Loyalty tends to evaporate when people are outside their comfort zone for a substantial period of time; make sure your team members are neither fair weather friends nor chocolate soldiers who cannot survive the heat of the real world. At the end of the day most individuals are simply loyal to themselves, or more precisely to the image they have of themselves. So to find out how loyal one will be, you must figure out what image of himself this guy has. The clearer and the prouder the image, the more loyal and reliable the man will be. The famous Shakespeare character Coriolanus is utterly proud of himself therefore he is utterly loyal to his country; his countrymen have no pride therefore they are utterly disloyal to him. I tend to pick men who have great pride in who they are (not what they have!) as one can only be truly proud of himself with a proven track record of keeping his word. Watching the latest (2011) interpretation of “Coriolanus” by Ralph Fiennes is a good way to get started on loyalty considerations.
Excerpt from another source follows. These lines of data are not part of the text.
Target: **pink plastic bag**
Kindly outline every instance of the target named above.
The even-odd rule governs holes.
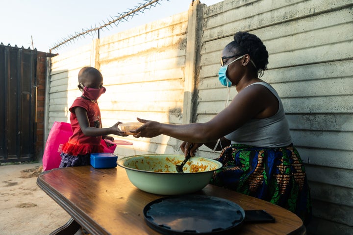
[[[49,133],[46,143],[43,157],[43,170],[58,168],[61,161],[60,154],[62,146],[68,141],[73,134],[71,125],[67,122],[54,121]],[[107,147],[105,141],[102,140],[101,143],[104,146],[104,153],[114,153],[116,145]]]

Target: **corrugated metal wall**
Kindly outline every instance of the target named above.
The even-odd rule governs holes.
[[[203,5],[201,16],[194,7],[95,40],[52,59],[48,127],[68,121],[68,107],[80,95],[77,74],[88,65],[104,78],[107,92],[99,100],[104,126],[136,117],[206,121],[225,107],[226,89],[217,77],[221,51],[236,32],[249,31],[267,47],[269,70],[263,78],[282,98],[306,163],[314,215],[308,234],[352,234],[353,8],[351,0],[226,0]],[[193,108],[185,104],[190,102],[186,94],[193,92],[193,74],[198,92]],[[231,89],[230,96],[236,93]],[[126,139],[134,144],[119,146],[119,156],[180,153],[180,141],[168,137]],[[199,154],[219,154],[205,148]]]
[[[281,96],[306,163],[312,234],[353,234],[352,3],[226,0],[204,11],[198,121],[224,108],[226,91],[217,72],[232,35],[244,30],[258,36],[269,52],[262,78]]]

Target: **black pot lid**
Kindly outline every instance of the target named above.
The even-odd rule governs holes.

Skills come last but are certainly not least on the important virtues of the individual wolves of your pack. Having lead or been part of very many different teams for very different gigs, I cannot emphasize enough how important it is that different individuals inside the same team have different skills. A group of nerds will be quite helpless in a major security crisis, yet they can be a great addition to many teams that would have put too much emphasis on muscle or shooting skills. Genius engineers/mechanics skills are in my experience the most important skills to have and protect in a team. The Paris-Dakar race mechanics can change a universal joint in 15 minutes flat; this could save lives in a crisis when time lost will mean much worse than lost points. Many people can repair the engine of a generator; fewer could convert it to natural gas, and fewer yet fix its voltage regulator. In a crisis the skilled engineer/mechanic is worth gold; make sure there is at least one in your team.